Legislation introduced by state Senate Health Committee Chairman Kemp Hannon would end anonymity and allow for depositions, which would make it easier for both sides to prepare for trial. While malpractice insurers are in favor of the measure, plaintiffs say it could lead to increased delays and costs.
“New York state’s the only state in the country that allows an expert witness not to be identified until trial,” said Morris Auster, counsel division of governmental affairs for the Medical Society of the State of New York. “We want to change that.”
Medical malpractice also is the only area in state law where experts are not required to be identified before trial.
Medical malpractice insurers see identifying expert witnesses and their qualifications as creating a fairer playing field where each side, as in the rest of the judicial system, can better prepare.
“I call it trial by ambush where neither side has to disclose who their expert is,” said Edward Amsler, counsel for Medical Liability Mutual Insurance Co., the state’s biggest malpractice insurer. “Nor can you subject the subject to a deposition, so before trial you know what the expert will say.”
Hannon’s bill states this anonymity “applies to no other type of action in New York state, and runs completely contrary to the whole premise of modern jurisprudence, which seeks the early and complete exchange of information between litigants.”
Plaintiffs’ attorneys, however, argue identifying medical experts early will lead not simply to better preparation, but bigger problems, more pressure on experts, longer delays and greater costs.
“I’ll give you one word,” Nicholas Timko, president of the New York State Trial Lawyers Association, said of the risk of identifying experts: “Intimidation.”
He argues secrecy helps insulate doctors from influences of other doctors, insurers and attorneys before trial, ranging from country club comments (why testify against a colleague?) to insurance company pressure, since a doctor may be testifying against his own insurer.
The Medical Society of the State of New York, however, believes anonymity provides not protection, but uncertainty that disguises the merits and flaws of a case, including experts’ own potential lack of expertise.
The society also supports the legislation’s provisions requiring medical experts work in the specialty at issue, rather than allowing attorneys to select experts at will.
States including New Jersey and Connecticut require physicians serving as expert witnesses in medical malpractice cases to be in the same specialty as the physician named in a suit or routinely perform the procedure at issue, according to the American Medical Association.
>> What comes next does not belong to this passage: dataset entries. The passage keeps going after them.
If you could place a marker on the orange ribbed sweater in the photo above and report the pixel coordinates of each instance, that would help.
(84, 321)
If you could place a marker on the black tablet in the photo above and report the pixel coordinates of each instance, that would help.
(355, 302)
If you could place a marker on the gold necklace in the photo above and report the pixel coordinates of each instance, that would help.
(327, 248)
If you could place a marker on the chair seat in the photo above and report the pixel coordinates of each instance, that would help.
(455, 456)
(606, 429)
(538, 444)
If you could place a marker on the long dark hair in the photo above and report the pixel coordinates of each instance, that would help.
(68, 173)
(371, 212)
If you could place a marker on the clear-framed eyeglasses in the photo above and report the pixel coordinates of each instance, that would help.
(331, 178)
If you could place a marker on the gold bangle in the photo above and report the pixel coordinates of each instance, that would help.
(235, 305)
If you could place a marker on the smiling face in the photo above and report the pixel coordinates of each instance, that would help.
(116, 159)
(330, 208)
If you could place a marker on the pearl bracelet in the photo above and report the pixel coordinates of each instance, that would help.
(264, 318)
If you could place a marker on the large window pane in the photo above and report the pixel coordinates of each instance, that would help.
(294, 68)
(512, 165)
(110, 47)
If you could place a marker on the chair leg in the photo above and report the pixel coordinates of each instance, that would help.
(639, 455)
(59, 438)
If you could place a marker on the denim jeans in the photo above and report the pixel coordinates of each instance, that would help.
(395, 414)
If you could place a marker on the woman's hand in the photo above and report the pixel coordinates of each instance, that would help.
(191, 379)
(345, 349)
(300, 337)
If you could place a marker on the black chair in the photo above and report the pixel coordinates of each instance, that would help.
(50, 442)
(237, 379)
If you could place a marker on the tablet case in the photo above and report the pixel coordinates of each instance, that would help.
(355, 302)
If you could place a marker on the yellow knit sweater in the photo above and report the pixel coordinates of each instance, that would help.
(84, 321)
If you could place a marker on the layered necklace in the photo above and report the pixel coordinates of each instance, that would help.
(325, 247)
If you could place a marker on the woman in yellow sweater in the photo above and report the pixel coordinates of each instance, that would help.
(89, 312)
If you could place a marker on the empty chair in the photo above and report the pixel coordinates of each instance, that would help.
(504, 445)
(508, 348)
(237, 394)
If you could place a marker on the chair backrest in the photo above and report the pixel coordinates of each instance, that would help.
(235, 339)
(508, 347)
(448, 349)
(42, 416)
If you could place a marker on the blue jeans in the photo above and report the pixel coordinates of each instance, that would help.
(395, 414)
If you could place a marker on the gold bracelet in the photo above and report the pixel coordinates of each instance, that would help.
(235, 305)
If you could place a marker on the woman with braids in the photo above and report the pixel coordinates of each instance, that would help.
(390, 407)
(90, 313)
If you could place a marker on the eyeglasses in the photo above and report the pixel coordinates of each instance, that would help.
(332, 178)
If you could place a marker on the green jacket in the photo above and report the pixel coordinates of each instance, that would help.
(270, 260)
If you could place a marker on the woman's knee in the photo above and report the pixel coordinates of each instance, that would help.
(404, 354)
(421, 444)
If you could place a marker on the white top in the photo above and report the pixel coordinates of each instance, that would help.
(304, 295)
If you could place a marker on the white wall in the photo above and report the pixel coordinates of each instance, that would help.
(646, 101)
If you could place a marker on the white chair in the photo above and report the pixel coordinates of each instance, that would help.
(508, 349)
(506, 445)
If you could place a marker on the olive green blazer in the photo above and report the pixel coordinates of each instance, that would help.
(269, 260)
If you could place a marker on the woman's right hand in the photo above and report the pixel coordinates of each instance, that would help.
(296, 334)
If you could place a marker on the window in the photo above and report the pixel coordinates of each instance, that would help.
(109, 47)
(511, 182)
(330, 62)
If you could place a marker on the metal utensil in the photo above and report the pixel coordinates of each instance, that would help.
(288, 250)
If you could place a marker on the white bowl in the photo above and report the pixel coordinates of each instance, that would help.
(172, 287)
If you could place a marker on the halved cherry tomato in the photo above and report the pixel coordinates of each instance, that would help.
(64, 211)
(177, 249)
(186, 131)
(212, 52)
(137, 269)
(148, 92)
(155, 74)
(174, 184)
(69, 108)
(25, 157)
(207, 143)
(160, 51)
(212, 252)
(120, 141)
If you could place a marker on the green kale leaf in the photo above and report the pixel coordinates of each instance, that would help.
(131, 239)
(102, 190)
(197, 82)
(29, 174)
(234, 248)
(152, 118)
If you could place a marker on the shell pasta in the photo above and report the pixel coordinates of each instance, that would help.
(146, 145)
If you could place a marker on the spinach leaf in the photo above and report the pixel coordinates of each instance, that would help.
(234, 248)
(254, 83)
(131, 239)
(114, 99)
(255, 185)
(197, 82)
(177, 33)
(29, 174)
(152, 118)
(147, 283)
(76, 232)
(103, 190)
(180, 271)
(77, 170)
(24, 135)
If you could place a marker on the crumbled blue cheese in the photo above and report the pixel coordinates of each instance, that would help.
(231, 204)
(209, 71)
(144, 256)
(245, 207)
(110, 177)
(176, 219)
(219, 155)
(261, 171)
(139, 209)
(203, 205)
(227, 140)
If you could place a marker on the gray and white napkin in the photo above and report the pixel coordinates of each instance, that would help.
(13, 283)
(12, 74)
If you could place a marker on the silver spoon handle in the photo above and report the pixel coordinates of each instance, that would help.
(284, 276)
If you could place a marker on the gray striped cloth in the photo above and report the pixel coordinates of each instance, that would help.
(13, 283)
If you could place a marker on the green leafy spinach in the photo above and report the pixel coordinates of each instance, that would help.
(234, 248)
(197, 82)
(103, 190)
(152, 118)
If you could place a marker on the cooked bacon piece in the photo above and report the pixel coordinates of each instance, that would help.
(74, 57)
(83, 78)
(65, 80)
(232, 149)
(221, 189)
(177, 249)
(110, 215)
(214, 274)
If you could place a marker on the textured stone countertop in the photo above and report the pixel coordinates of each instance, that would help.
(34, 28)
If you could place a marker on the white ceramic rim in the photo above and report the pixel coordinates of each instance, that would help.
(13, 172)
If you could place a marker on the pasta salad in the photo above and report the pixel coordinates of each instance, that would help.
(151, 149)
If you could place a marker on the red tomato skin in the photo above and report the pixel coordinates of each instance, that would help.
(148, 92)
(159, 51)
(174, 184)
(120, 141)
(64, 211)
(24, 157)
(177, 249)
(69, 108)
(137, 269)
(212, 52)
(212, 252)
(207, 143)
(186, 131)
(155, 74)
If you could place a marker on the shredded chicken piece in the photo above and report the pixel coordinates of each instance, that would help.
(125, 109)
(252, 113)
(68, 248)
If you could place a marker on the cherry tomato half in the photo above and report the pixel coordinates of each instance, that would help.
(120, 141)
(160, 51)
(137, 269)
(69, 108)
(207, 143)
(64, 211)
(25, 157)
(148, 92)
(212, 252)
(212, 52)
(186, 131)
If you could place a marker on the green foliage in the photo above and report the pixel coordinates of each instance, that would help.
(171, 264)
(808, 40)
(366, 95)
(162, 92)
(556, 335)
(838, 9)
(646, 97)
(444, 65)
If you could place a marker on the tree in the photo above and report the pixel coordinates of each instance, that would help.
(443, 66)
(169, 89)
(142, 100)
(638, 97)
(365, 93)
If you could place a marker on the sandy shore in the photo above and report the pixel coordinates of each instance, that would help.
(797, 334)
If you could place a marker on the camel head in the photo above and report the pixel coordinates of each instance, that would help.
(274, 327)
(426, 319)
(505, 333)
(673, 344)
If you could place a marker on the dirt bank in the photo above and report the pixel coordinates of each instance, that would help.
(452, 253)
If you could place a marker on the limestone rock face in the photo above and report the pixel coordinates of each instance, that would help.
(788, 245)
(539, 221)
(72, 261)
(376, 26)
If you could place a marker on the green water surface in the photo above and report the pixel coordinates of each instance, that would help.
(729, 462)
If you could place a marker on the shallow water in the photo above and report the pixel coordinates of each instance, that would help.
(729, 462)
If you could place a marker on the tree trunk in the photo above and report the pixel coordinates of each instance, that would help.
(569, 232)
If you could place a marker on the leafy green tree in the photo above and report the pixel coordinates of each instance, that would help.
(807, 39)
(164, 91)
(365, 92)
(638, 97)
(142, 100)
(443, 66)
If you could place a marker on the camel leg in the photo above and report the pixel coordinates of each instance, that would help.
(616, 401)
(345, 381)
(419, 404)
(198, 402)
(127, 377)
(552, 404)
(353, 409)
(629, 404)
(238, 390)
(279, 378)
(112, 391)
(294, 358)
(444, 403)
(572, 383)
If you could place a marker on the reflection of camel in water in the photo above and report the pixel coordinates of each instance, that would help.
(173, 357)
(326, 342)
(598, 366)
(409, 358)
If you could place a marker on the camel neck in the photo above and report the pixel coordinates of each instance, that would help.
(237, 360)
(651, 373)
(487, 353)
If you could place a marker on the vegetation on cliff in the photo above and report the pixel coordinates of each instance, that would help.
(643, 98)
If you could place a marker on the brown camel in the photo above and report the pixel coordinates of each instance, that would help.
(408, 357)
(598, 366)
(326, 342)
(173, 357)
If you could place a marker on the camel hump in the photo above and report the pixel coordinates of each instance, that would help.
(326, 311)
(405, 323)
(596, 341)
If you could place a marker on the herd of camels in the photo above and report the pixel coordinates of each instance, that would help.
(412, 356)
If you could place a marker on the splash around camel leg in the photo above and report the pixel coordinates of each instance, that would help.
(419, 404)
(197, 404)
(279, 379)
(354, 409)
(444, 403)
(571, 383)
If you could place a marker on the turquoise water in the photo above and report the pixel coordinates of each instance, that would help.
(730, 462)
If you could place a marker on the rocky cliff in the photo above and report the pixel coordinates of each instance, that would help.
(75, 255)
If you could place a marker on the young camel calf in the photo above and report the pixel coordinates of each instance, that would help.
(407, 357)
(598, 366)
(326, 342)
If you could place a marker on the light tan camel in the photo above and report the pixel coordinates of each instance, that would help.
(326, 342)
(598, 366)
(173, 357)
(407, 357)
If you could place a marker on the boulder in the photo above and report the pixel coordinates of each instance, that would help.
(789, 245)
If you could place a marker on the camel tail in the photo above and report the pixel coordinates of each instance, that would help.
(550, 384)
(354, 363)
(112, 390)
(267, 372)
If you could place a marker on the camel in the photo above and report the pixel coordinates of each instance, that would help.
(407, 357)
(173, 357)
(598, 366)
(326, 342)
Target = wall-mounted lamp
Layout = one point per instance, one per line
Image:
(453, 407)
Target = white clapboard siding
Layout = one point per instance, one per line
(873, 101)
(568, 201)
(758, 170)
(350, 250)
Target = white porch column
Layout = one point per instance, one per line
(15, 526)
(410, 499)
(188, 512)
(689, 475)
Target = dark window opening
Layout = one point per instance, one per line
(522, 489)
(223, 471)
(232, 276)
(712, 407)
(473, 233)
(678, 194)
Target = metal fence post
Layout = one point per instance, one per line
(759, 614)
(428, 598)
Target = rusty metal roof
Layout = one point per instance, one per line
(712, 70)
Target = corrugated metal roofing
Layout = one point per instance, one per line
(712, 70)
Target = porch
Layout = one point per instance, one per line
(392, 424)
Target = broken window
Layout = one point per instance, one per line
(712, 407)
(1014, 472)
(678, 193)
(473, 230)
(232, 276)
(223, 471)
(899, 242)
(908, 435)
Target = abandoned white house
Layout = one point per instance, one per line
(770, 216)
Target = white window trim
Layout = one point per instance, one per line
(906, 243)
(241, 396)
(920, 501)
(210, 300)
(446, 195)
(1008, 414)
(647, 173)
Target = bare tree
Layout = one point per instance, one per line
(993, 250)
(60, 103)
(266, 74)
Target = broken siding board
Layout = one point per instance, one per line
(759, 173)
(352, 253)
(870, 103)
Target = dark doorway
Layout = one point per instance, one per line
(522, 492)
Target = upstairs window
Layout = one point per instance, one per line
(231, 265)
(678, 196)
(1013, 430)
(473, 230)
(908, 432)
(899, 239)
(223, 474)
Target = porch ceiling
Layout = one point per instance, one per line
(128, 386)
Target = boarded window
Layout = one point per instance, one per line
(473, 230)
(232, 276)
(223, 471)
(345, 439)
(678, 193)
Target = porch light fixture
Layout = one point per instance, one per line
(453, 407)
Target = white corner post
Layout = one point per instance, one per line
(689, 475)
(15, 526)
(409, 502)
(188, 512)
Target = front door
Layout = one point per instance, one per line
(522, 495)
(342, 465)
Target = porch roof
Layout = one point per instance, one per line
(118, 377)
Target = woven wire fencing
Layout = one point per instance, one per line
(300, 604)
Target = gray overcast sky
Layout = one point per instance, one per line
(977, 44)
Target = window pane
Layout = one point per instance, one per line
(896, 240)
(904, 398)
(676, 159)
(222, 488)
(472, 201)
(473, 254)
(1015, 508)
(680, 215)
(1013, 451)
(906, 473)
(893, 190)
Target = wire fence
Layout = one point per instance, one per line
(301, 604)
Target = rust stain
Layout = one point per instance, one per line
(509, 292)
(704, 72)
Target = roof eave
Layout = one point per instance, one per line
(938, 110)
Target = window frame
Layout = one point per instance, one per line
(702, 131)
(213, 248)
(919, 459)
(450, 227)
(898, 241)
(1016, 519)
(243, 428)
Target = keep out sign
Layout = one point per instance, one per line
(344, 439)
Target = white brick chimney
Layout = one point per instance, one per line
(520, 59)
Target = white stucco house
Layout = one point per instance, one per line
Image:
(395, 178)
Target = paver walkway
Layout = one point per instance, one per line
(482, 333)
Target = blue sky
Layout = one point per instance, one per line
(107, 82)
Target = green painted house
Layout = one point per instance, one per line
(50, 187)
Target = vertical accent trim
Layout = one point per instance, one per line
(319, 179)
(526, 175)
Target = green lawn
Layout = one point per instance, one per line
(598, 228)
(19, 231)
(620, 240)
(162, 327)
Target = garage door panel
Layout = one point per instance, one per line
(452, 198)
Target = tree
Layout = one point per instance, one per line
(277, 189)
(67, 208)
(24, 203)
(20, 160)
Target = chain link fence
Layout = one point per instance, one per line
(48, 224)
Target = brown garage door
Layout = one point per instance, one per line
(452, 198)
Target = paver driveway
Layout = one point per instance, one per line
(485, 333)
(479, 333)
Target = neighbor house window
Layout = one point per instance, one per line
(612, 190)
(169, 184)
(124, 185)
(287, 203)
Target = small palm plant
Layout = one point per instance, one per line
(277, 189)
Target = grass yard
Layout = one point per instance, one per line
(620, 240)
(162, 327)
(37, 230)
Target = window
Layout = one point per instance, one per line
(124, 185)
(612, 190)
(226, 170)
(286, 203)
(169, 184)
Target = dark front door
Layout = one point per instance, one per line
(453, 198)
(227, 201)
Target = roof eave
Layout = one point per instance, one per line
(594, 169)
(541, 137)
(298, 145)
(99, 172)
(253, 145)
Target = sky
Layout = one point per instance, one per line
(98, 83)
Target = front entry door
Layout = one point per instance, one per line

Timko worries strict limitations, rather than attorneys’ discretion and judges’ authority, could be used to block appropriate experts and force plaintiffs to find experts in fields with few willing to testify.
“Sometimes these cases overlap,” Timko said, noting a gynecologist might make an error with patients suffering from cancer. “And you’re calling a gynecologist to testify? It’s also an oncology issue.”
Timko also questioned the argument that plaintiffs benefit by using unqualified experts, since bringing in inappropriate expertise is unlikely to win over judges or juries.
“If I bring a case that has no merit and has no expert, I can’t win in court,” he said. “So I’ll invest my time and money to bring a lawsuit I’ll ultimately lose? Since I work on a contingency fee, I’ll lose the money I invested in it.”